You couldn’t be more right about the danger posed by any sale of the house. For historical resources such as that, once lost, they cannot be regained, the house cannot be rebuilt, so all meaning that can generated from it would vanish. The most important next step is to ensure that it is protected and in the hands of people who appreciate both what it is and what it can be.

Tad Stoermer
Tad Stoermer
October 25, 2023 8:09 am

As a public history professional, with more than 15 years of experience working in the field, including as historian at Colonial Williamsburg, and teaching public history practice (I teach at Johns Hopkins University, but live mainly in East Greenwich), I’m not surprised that the Continentals cannot make a go of the Varnum House as a museum, but strongly disagree with the assumption that it is not a viable site for a vibrant, relevant mechanism to spark history engagement and bring a steady, sustainable audience to East Greenwich. There are two primary flaws here, which both serve to underscore fundamental misunderstandings of how history works with modern audiences — especially when it comes to the history of the American Revolution and Founding era. The first is that, for some reason, the Armoury has the potential for a broader appeal. Quite to the contrary. We know that anything so strictly associated with military history immediately shrinks audience appeal, as it represents both a narrow approach to understanding a past — through its armed conflicts — and the narrow demographics of those who engaged in it. The latest data shows that such institutions are steadily losing visitors as the demographic that generally supports them — 65+, white — also shrinks. There is, in fact, no evidence for growth potential in such sites.

However, a house museum, if more broadly conceived as a campus for audience interaction with a meaningful past, one not so dependant on nebulous outcomes like promoting patriotism, can be a generator of ongoing interest for diverse audiences who want to understand better the complexities of America’s founding and how it relates to them. The Varnum House represents the perfect opportunity for such an approach, which is yielding benefits for newly energized institutions across the country. The key is to focus on engagement and interaction with historical issues that matter, neither of which requires massive financial investments, just the right kind of intellectual commitment.

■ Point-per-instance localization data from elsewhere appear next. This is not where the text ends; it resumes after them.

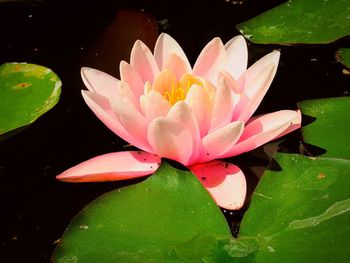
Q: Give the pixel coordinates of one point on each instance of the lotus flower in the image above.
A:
(194, 116)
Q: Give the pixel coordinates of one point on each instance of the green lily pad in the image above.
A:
(343, 56)
(331, 128)
(298, 214)
(148, 222)
(26, 92)
(300, 21)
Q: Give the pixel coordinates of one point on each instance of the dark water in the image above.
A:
(35, 208)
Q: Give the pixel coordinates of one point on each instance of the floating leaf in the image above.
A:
(26, 92)
(343, 56)
(300, 21)
(298, 214)
(331, 128)
(148, 222)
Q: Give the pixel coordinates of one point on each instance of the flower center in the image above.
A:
(178, 89)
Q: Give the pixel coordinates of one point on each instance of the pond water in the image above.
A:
(36, 208)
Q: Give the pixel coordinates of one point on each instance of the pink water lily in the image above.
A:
(195, 116)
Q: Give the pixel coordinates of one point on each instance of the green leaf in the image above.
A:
(331, 128)
(299, 214)
(26, 92)
(343, 56)
(300, 21)
(168, 218)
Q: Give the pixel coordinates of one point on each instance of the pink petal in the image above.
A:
(130, 76)
(222, 107)
(176, 65)
(199, 101)
(99, 82)
(112, 167)
(133, 121)
(165, 47)
(262, 130)
(100, 105)
(226, 77)
(257, 67)
(211, 60)
(124, 92)
(220, 141)
(224, 181)
(170, 139)
(183, 114)
(143, 62)
(256, 91)
(165, 81)
(237, 56)
(153, 105)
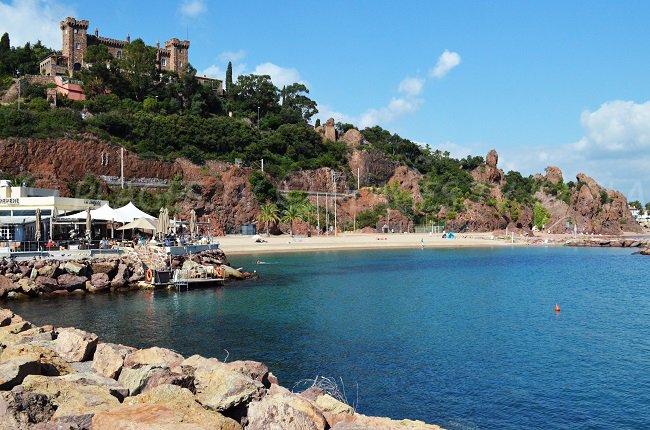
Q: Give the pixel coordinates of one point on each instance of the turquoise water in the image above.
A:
(462, 338)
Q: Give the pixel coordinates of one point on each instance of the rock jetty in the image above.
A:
(36, 277)
(66, 378)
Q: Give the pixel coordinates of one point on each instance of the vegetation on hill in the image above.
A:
(168, 115)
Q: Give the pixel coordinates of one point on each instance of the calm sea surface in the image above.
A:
(463, 338)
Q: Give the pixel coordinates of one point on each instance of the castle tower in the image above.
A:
(178, 54)
(75, 42)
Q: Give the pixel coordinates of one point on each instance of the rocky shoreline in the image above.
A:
(66, 378)
(612, 242)
(38, 277)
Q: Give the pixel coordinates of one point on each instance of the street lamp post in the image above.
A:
(18, 76)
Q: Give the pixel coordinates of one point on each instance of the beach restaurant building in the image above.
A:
(18, 211)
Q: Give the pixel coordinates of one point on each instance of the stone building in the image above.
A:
(76, 40)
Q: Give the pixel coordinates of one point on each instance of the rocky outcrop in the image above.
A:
(374, 168)
(489, 172)
(148, 393)
(353, 138)
(328, 130)
(52, 166)
(554, 175)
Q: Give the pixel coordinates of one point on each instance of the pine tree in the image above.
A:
(229, 78)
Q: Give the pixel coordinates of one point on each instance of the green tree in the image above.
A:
(139, 65)
(269, 213)
(290, 214)
(4, 43)
(251, 92)
(540, 216)
(294, 99)
(229, 88)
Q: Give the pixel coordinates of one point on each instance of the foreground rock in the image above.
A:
(48, 381)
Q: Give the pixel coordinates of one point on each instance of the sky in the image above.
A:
(562, 83)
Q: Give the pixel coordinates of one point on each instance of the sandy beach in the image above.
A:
(237, 245)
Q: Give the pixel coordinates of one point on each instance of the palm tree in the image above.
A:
(269, 213)
(290, 214)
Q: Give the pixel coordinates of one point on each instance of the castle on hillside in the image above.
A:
(76, 40)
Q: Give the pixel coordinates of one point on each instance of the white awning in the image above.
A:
(103, 213)
(130, 212)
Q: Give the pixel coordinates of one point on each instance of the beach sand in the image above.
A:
(238, 245)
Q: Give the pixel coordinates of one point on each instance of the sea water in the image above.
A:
(465, 338)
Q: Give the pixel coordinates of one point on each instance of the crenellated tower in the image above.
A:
(75, 41)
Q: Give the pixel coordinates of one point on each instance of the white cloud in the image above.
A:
(280, 76)
(615, 150)
(412, 87)
(396, 108)
(234, 57)
(33, 20)
(213, 71)
(447, 61)
(193, 8)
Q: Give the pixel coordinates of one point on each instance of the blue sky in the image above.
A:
(544, 83)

That said, a sale of the Varnum House, or at least its transfer to a group with the vision and vigor to see its massive potential, rather than the narrow, ultimately unworkable scope of the Continentals, would serve both that organization and the community at large.

Donald Tunnicliff Rice
Donald Tunnicliff Rice
October 29, 2023 10:59 am
Reply to  Tad Stoermer

I’m a great admirer of what Patrick Donovan has accomplished with the Varnum Armory; however, like most people I’d hate to see the Varnum House turned into a B&B–or worse–simply because Patrick and the Varnum Continentals haven’t the interest or capability to maintain both properties. So, yes, the Varnum Continentals should indeed divest themselves of the Varnum House, but not as a money-making venture.

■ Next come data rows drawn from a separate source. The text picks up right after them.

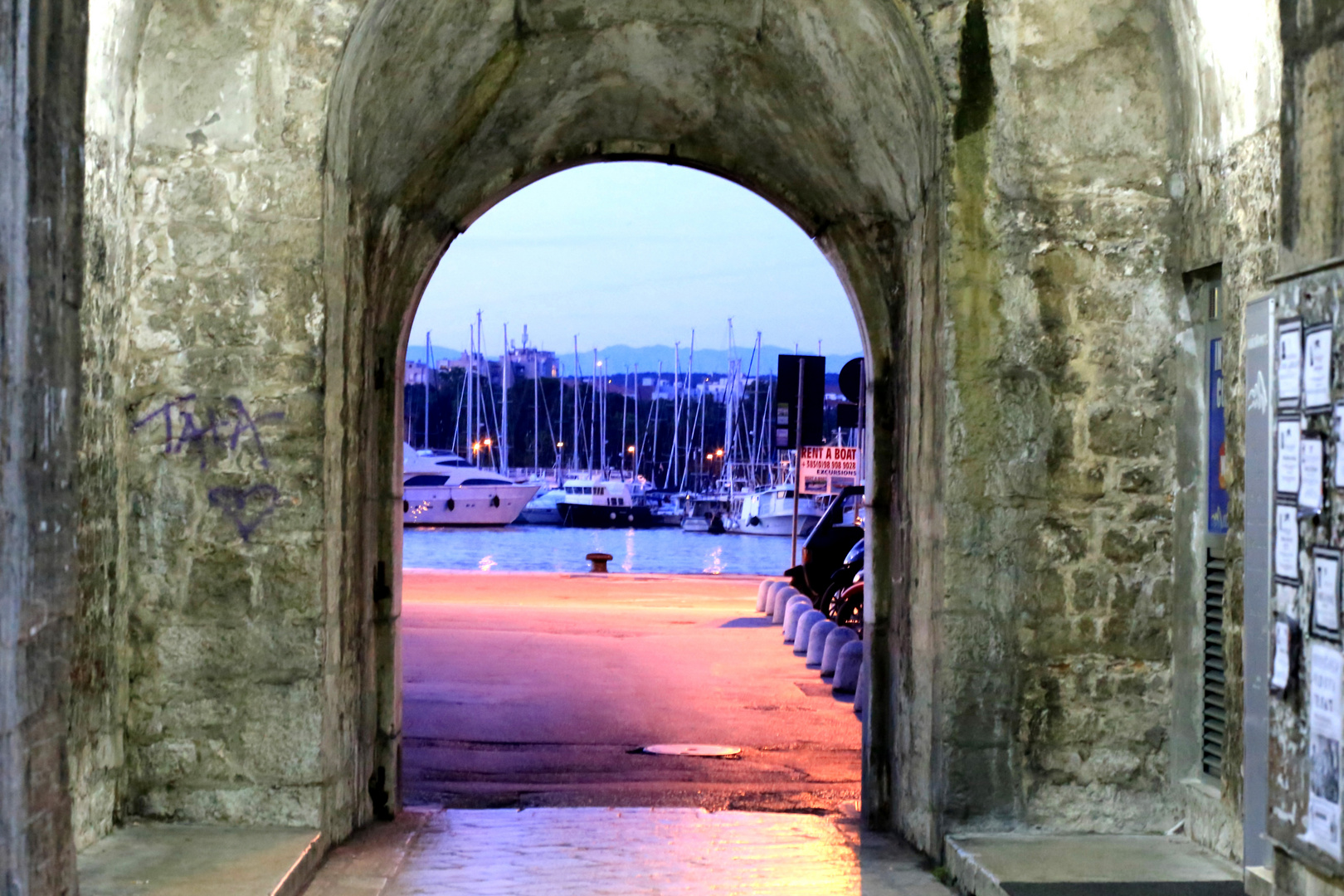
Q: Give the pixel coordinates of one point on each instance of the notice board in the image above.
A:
(1305, 397)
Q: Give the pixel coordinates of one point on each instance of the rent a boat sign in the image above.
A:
(827, 469)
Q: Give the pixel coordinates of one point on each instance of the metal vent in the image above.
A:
(1215, 668)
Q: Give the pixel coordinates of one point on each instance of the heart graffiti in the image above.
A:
(245, 508)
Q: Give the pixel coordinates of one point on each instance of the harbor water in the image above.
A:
(548, 548)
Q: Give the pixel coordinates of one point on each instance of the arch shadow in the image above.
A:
(828, 110)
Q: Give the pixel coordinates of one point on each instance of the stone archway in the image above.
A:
(830, 112)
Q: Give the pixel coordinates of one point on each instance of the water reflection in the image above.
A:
(542, 548)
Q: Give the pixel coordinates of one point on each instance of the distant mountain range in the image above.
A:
(619, 358)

Fortunately, there are existing organizations that might be interested in coming to the rescue: Historic New England, The National Trust for Historic Preservation, and even the National Park Service. I admittedly know nothing about how these organizations acquire properties. Do they pay? Or do they have to be paid? Whatever the case, the guiding principal should be to preserve the historically important Varnum House for future generations, not to raise money for an endowment for the Varnum Armory. That’s a separate issue, and should have nothing to do with the property on Peirce Street.

Judy Stenberg
Judy Stenberg
October 25, 2023 9:09 am

I am not an East Greenwich “native”, but I have lived here for 60+ years, and have much appreciation for historic value of the many buildings here in town. I believe that the Varnum House should be protected in every possible manner.

Amanda Galmiche
Amanda Galmiche
October 25, 2023 9:46 am

It seems like everyone involved is working toward ensuring the long term preservation of these awesome buildings. I hope they can come to a resolution soon!